Upload prefill and decode heavy benchmarking configs

rlakhtakia · rlakhtakia · commit 6cac7b1176a3 · 2025-11-11T19:07:21.000Z
diff --git a/benchmarking/prefix-cache-aware/high-cache-values.yaml b/benchmarking/prefix-cache-aware/high-cache-values.yaml
@@ -23,6 +23,12 @@ logLevel: INFO
 # NOTE: For this dataset to be used, config.data.path must also be explicitly set to /dataset/dataset.json.
 gcsPath: ""
 
+# An S3 bucket path that points to the dataset file.
+# The file will be copied from this path to the local file system
+# at /dataset/s3-dataset.json for use during the run.
+# NOTE: For this dataset to be used, config.data.path must also be explicitly set to /dataset/s3-dataset.json.
+s3Path: ""
+
 # hfToken optionally creates a secret with the specified token.
 # Can be set using helm install --set hftoken=<token>
 hfToken: ""
diff --git a/benchmarking/prefix-cache-aware/low-cache-values.yaml b/benchmarking/prefix-cache-aware/low-cache-values.yaml
@@ -23,6 +23,12 @@ logLevel: INFO
 # NOTE: For this dataset to be used, config.data.path must also be explicitly set to /dataset/dataset.json.
 gcsPath: ""
 
+# An S3 bucket path that points to the dataset file.

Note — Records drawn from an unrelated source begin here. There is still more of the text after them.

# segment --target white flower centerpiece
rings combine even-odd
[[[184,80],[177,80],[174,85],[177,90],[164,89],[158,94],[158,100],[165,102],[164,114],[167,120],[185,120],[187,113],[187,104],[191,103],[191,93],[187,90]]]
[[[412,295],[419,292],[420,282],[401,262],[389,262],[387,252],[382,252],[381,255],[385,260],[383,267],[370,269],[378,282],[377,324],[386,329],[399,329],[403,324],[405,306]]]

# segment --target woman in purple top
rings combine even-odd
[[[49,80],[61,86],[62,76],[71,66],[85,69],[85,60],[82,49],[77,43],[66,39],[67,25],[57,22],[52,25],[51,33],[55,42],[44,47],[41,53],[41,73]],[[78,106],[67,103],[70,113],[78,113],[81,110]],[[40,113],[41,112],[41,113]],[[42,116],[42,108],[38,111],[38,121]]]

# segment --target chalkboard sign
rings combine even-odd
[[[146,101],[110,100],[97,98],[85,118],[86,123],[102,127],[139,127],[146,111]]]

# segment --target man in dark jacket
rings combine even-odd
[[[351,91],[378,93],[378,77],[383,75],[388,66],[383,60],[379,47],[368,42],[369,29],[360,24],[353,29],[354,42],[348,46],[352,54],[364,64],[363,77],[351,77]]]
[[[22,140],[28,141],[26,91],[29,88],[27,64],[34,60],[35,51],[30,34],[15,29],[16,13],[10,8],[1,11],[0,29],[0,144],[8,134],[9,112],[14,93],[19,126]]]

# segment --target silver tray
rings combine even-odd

+# The file will be copied from this path to the local file system
+# at /dataset/s3-dataset.json for use during the run.
+# NOTE: For this dataset to be used, config.data.path must also be explicitly set to /dataset/s3-dataset.json.
+s3Path: ""
+
 # hfToken optionally creates a secret with the specified token.
 # Can be set using helm install --set hftoken=<token>
 hfToken: ""
diff --git a/benchmarking/single-workload/decode-heavy-values.yaml b/benchmarking/single-workload/decode-heavy-values.yaml
@@ -0,0 +1,76 @@
+# Decode Heavy Configuration
+job:
+  image:
+    repository: quay.io/inference-perf/inference-perf
+    tag: "0.2.0" # Defaults to .Chart.AppVersion
+  serviceAccountName: ""
+  nodeSelector: {}
+  # Example resources:
+  # resources:
+  #   requests:
+  #     cpu: "1"
+  #     memory: "4Gi"
+  #   limits:
+  #     cpu: "2"
+  #     memory: "8Gi"
+  resources: {}
+
+logLevel: INFO
+
+# A GCS bucket path that points to the dataset file.
+# The file will be copied from this path to the local file system
+# at /dataset/dataset.json for use during the run.
+# NOTE: For this dataset to be used, config.data.path must also be explicitly set to /dataset/dataset.json.
+gcsPath: ""
+
+# An S3 bucket path that points to the dataset file.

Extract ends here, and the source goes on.